Heute ist der Tag, an dem die Republik zeigen muss, ob sie genug Streusalz gebunkert hat! Es ist für das ganze Land heftiger und ergiebiger Schneefall angesagt. Für das ganze Land? Nein, ganz im Norden ragt ein  Zipfelchen aus der Republik, das vom Schneefall verschont bleibt. Hier wird nur der reichlich vorhandene Schnee neu umverteilt: Es herrscht Windstärke sieben, am Leuchtturm acht!



Jörg und ich haben etwas gezuckt bei Betrachtung der Vorhersage, aber wir wollten gerne aufs Wasser und es würde schon etwas gehen, da waren wir uns sicher. Als ich am Hindenburgufer entlang fuhr, war ich mir nicht mehr so sicher, denn hier tobte ein Chaos wild clapotierender Wellen, die nach Belieben über die Kaimauer schwappten. Auch die vorsorgliche Begutachtung unseres Steges war nicht gerade vielversprechend: Neben der Tatsache, dass der feste Mittelteil mal wieder vollkommen unter Wasser lag, bereitete uns die etwa fünf Zentimeter dicke Eisschicht am Rand etwas Kopfzerbrechen. Aber wir lassen und nicht so leicht entmutigen und so kam es, dass wir erst mal mit zwei soliden Spaten bewaffnet zum Steg schritten, um ihn gängig zu machen..



Der Weg zum Steg war etwa knietief mit Schnee verweht.

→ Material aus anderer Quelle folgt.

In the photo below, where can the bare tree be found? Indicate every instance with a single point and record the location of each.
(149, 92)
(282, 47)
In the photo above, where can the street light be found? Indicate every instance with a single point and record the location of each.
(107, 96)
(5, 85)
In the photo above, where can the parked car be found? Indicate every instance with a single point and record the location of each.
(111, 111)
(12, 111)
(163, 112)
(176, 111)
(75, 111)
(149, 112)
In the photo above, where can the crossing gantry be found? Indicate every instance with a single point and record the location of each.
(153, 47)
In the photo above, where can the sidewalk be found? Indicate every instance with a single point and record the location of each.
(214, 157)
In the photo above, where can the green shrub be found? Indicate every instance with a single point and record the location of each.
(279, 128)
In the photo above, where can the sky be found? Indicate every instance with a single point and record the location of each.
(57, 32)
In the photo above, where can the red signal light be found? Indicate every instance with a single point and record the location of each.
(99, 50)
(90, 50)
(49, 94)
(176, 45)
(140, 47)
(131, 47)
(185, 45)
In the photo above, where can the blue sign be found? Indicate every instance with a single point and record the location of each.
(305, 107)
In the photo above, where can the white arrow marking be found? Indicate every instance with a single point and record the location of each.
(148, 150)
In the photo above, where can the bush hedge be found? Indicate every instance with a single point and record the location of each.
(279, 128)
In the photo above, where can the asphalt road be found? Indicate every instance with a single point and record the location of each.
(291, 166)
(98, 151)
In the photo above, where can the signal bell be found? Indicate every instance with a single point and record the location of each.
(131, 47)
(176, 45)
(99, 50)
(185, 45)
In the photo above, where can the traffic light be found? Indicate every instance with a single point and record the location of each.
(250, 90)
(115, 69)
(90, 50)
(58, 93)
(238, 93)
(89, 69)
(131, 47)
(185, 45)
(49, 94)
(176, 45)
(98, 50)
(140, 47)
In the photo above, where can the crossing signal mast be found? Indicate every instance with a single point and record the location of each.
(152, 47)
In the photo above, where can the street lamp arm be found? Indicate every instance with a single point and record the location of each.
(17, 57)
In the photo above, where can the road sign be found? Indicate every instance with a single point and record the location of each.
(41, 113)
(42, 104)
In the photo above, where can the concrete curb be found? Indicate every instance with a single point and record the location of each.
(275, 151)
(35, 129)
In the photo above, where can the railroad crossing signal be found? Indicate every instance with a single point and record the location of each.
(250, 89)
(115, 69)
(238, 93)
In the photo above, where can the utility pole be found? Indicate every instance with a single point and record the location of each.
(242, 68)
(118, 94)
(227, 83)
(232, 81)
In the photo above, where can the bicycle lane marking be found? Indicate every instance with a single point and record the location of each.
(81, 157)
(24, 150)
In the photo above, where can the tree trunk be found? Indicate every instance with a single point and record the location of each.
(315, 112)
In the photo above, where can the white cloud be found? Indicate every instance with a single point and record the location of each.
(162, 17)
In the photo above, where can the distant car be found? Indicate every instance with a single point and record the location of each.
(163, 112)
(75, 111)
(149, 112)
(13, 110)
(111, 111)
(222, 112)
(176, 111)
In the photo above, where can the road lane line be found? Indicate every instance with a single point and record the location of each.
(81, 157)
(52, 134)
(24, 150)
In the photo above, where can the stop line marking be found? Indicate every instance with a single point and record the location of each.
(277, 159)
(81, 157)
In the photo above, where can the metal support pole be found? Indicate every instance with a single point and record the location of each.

Das erwies sich als ungemein praktisch, denn so braucht man sein Boot nicht zu tragen sondern kann es vollkommen problemlos hinter sich her ziehen - oder vor sich her schieben, wie Jörg es bevorzugt!

 

Auf der Förde herrschte wie erwartet ziemlicher Wind. Die Wellen hielten sich in recht erträglichen Grenzen, die Richtung war halt mit Nordost dafür nicht optimal. Trotzdem empfand ich es unangenehm anstrengend, denn meine Muskulatur war natürlich ziemlich kalt und entsprechend widerwillig. Erst am Eingang der Schwentinemündung war ich einigermaßen eingepaddelt.

Das Umsetzen in Neumühlen ging recht problemlos. Zwar stand der untere Teil des Steges komplett unter Wasser, aber wir sind einfach drüber gepaddelt und haben die Boote nicht durch den Schwall nach oben gezogen, sondern direkt auf dem dick mit Schnee bedecktem Steg.



Unsere Befürchtungen, dass wir vielleicht wegen Eisganges gar nicht in die Schwentine einsetzen können würden, erwiesen sich als knapp unbegründet. Das Eis war dünn genug, dass wir es noch problemlos brechen konnten.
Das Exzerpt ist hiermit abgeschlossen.